If you have never had any alone time with her, it's clear she's probably not interested in you. Sure, DOUBLE dates are cool but handicap dates (where her friend...or you're the third-wheel) aren't fun at all, ESPECIALLY when you're trying to get to know her better. You can't sneak kisses at the table while you, her, and Becky are all out at Applebees! You tryna get a kiss and she's tryna get a selfie; you tryna cup her ass but she's moving away tryna get a better angle on her steak and shrimp dish, making sure that there's no guest appearance from your plate/cup... #ItBeLikeThatSometimes

She doesn't return you call/text/emails or any other form of communication:
Bitch...you just said you were sleep, how you like that pic in ya sleep!?
This should be pretty damn obvious for all you dudes! If anytime you call and she doesn't pick up, she's not interested. If you try to FaceTime/Oovoo/IChat/Skype/Tango and she declines with the quickness or it just rings out, she's not interested. If you text her and you don't get a response, clearly, she's not into you. If you do get a response and she says, "oh, I was busy," but she managed to put up two RP on Instagram, tweeted, and updated her pic on FB WHILE she was, "busy"...she's not interested. If you do text and she responds with, "who this???" all those damn question marks should be an indicator that she...is not feeling you and/or she deleted your number and/or it was never stored!

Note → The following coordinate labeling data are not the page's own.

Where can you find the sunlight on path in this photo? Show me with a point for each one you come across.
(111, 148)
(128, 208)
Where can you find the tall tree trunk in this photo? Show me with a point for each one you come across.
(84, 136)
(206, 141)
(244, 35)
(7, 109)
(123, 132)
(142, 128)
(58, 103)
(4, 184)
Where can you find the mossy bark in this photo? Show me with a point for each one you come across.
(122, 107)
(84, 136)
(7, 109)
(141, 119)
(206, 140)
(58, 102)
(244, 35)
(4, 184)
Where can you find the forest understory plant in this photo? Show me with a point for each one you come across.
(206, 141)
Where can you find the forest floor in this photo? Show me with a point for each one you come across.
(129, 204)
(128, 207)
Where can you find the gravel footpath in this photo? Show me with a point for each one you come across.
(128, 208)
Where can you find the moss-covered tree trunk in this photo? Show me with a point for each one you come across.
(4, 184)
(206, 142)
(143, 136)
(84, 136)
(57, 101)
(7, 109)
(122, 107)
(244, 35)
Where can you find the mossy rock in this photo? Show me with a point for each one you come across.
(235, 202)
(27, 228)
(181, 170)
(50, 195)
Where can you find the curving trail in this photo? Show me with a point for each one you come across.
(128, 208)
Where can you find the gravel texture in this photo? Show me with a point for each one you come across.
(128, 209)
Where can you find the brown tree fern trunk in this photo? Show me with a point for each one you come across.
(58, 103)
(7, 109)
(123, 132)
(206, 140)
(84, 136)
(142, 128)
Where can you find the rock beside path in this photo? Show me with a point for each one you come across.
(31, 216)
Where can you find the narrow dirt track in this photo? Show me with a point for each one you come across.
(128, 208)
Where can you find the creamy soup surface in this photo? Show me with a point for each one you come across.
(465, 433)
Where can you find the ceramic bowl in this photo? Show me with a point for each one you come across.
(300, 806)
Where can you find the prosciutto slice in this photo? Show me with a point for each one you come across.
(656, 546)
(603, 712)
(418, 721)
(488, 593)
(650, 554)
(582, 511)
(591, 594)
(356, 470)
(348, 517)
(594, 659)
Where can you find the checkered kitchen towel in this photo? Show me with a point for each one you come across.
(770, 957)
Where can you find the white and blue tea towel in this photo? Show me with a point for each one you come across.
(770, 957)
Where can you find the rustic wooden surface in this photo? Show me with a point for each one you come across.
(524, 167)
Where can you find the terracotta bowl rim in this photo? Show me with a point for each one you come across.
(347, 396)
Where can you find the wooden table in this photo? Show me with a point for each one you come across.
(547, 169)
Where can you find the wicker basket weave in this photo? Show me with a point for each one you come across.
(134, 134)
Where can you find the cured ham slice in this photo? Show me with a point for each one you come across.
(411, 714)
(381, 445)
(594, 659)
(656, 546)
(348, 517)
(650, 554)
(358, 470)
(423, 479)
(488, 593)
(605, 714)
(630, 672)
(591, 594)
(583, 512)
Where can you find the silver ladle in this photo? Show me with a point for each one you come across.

Best friend: "Oh, it's nice to meet you...":
Bitch...you ain't tell ya BESTIE about me tho?!?
Anytime the best friend(s) have no idea of who you are, chalk that up to never being talked about from a lack of not-giving-a-f***! If she's feeling you, you better believe the best friends, her parents, siblings, her favorite auntie, social networks, hell, even the person that does her hair is gonna know about you. A woman who has an interest in you will sing that sh*t to the WORLD like a bird on a weak tree branch in the middle of Spring!

I'm celibate:
You ain't celibate bitch...you just had sex with Marc last week!
If the sex talk hasn't happened, let's say, AT ALL, it won't happen. Let's say y'all do chill, alone, and she's laughing at your lil jokes n'what-not and actually having a conversation with you...pay attention to her body language: although she's "speaking" her body language will say more then the mouth ever will. If she's cold, standoff-ish, that's a sign of her being uninterested. You like her right? So you're gonna stand close to her. You THINK she likes you right? So why she give you church hugs (that's when there's enough space in between the two of you to birth twins) and sit at the end of the couch? She's, not, in-te-res-ted!

Ladies, I know some of these dudes you attract are beyond annoying and only wanna have sex with you when all you want is a friend but if you aren't making what it is that you want, crystal clear, it will never be clear to him! You're concerned about hurting his feelings but will keep him around and complain about what he's doing to you when you have the power to change your situation. What you will allow, will damn sure continue and if you aren't taking the necessary steps to allow his ass to get the bigger picture that YOU'RE NOT INTERESTED IN HIM...he will continue to call and text you day in and day out and you will continue to be annoyed, day in and day out. More importantly fellas...man up! Stop ignoring the signs, tryna bypass to the ass when she wouldn't spit on you even if you were on fire! Not only do you make yourself look bad, but you put her in a position to where she'll become even more skeptical about any dude for the future. If she's interested in you, you will know, I mean, Jehovah Witnesses knock on your door faithfully right? Don't be a Jehovah Witness...knock on a door that will be receptive of what you tryna say. If you take nothing from what I've said, take this

Please, leave her, the, f***alone!

Ladies: what are some of the other signs that men often miss? What has worked for you when you've had a "Jehovah Witness" kinda dude who just wouldn't take the hint?
Fellas: have you ever been in this kinda situation? Let me know, let me know!